A raiz no Pampa

Há uns vinte dias atrás, me diante de uma decisão difícil. Três opções: ir a Montevidéo, para a abertura de uma nova livraria; a Santiago, para inauguração de uma foto minha no Centro Cultural ou baixar hospital imediatamente para extirpar uma vesícula totalmente infeccionada. Pensei: preciso, antes de mais nada, salvar minha vida. E a maldita vesícula era quem vinha causando todos os bodes dos últimos meses. Mas pensei também: ah, Montevideo. No Uruguai que não conheço mas que tanto amo literáriamente. Onetti, Quiroga, Felisberto Ernandes. Poder conhecer pessoalmente o Alfredo Fressia, que fez uma bela matéria comigo para o suplemento literário do jornal El País (sai às sextas e é facílimo de encontrar em Porto). Mas e Santiago? E meu Passo da Guanxuma? Há 12 anos eu não ia lá- desde o centenário da cidade. E antes desses 12 haviam se passado outros 12 sem ir. De repente, pensei: 12, o ciclo completo de Júpiter.
- Vou a Santiago, disse ao meu médico. Mas, ele tentou dizer. Vou e pronto, expliquei. É um assunto espiritual.
Depois disse, meu irmão Felipe, grande e solidário companheiro, aceitou me levar de carro. E fui, e fomos percorrendo o Rio Grande do Sul abaixo. Deus, como é belo o Pampa. Pela janela pouco a pouco foram vindo as paisagens a bico de pena e aquarela. Capões solitários entre colinas suavíssimas, revoadas de garças alvas. Ranchos perdidos, taperas solitárias no descampado. Açudes transparentes refletindo fiados de nuvens do céu absolutamente azul. Gradações de luz e cor, nos verdes, nos claros, nas sombras. Tudo como que pintado e quase sem seres humanos. Alguma chinoca na beira da estrada. Oriental, o Pampa é oriental. Budista. Essencial.
E suspirávamos, chegando cada vez mais perto dos paraísos ecológicos de Jaguari e Ernesto Alves. E então, o antigo aeroporto. Os campos onde roubávamos girassol. Eu e o Augusto, que mora na Noruega. Mas cada vez que vem para o Brasil vai direto para lá, para o Pampa...
Nos três dias seguintes, minha tia preferida Elcy Abreu Flores fazendo comidinhas deliciosas. Meu primo Airton, lidando com seu som e namoradas gatíssimas. Tanta gente, tanta coisa boa, vital, verdadeira. As mudas de Palmeira e hibisco roxo que pedi ao vizinho. A roseira trepadeira que a tia Elcy me deu. Tanto povo da memória revivida. A lua cheia enorme, dourada, entrando pela janela do quarto onde dormi, para banhar meu pobre corpo escalavrado.
Depois, a volta lenta pelo Pampa budista. Eu e meu irmão, querendo mudar para lá.

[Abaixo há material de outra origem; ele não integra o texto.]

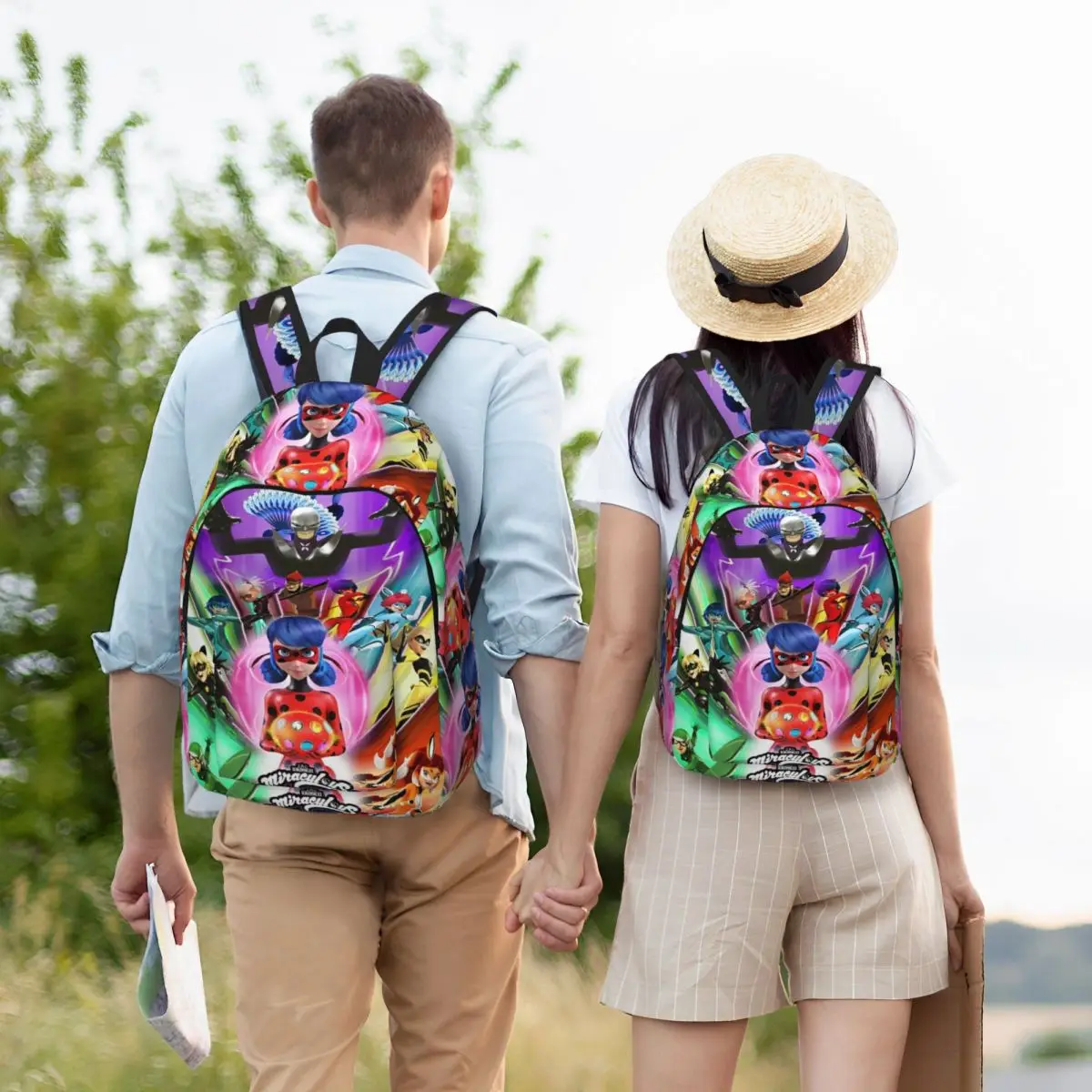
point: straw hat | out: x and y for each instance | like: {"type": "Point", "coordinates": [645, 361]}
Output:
{"type": "Point", "coordinates": [781, 248]}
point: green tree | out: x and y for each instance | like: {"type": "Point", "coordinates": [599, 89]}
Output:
{"type": "Point", "coordinates": [85, 353]}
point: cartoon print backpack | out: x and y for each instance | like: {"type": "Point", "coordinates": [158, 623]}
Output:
{"type": "Point", "coordinates": [779, 656]}
{"type": "Point", "coordinates": [326, 607]}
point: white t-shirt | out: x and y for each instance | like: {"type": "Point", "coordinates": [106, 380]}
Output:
{"type": "Point", "coordinates": [910, 470]}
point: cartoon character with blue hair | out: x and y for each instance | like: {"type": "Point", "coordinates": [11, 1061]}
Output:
{"type": "Point", "coordinates": [325, 419]}
{"type": "Point", "coordinates": [792, 713]}
{"type": "Point", "coordinates": [214, 627]}
{"type": "Point", "coordinates": [789, 480]}
{"type": "Point", "coordinates": [715, 634]}
{"type": "Point", "coordinates": [301, 723]}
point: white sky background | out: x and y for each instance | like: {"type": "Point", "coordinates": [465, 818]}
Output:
{"type": "Point", "coordinates": [970, 124]}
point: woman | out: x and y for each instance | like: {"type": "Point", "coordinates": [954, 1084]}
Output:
{"type": "Point", "coordinates": [780, 822]}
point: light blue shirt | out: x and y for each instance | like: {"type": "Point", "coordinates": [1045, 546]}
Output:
{"type": "Point", "coordinates": [494, 399]}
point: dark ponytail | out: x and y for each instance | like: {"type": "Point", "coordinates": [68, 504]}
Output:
{"type": "Point", "coordinates": [780, 369]}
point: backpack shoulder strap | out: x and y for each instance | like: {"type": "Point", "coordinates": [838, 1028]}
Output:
{"type": "Point", "coordinates": [276, 338]}
{"type": "Point", "coordinates": [711, 375]}
{"type": "Point", "coordinates": [839, 390]}
{"type": "Point", "coordinates": [418, 341]}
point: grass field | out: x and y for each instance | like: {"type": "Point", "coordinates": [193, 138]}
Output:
{"type": "Point", "coordinates": [66, 1022]}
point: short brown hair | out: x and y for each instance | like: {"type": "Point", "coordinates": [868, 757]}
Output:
{"type": "Point", "coordinates": [374, 145]}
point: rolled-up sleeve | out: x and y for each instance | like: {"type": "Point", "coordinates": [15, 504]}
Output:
{"type": "Point", "coordinates": [527, 541]}
{"type": "Point", "coordinates": [145, 632]}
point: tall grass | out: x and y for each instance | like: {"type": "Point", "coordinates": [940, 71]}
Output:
{"type": "Point", "coordinates": [69, 1020]}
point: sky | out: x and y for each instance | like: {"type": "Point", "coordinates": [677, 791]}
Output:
{"type": "Point", "coordinates": [966, 121]}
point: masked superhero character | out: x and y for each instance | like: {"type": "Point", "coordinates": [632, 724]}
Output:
{"type": "Point", "coordinates": [301, 723]}
{"type": "Point", "coordinates": [787, 603]}
{"type": "Point", "coordinates": [792, 713]}
{"type": "Point", "coordinates": [833, 610]}
{"type": "Point", "coordinates": [348, 607]}
{"type": "Point", "coordinates": [789, 480]}
{"type": "Point", "coordinates": [221, 616]}
{"type": "Point", "coordinates": [703, 682]}
{"type": "Point", "coordinates": [325, 420]}
{"type": "Point", "coordinates": [791, 541]}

Três dias depois, eu estava no hospital. Catéteres. Dores. Morfina. Médicos delicadíssimos. A cara da morte debruçando-se sobre a minha. Sobrevivi. Estou aqui. "Você é forte", me disseram. De onde vem tanta energia? Veio de Santiago, do meu Passo da Guanxuma. Por que? Porquê, eu não soube responder, mas penso agora: porque é da própria raiz que o ser vivo arranca a sua energia. E a minha raiz está lá, plantada fundo nas aquarelas japonesas de Érico Veríssimo, Cyro Martins, Sérgio Faraco. Não se trata de regionalismo, mas sim de religião, re-ligare. E graças ao meu bom Deus e a todos os anjos- reais ou imaginários que me cercaram por esse dezembro, eu estou vivo. E isso é muito bom.

Uma das últimas crônicas escritas por Caio Fernando Abreu, em 1995.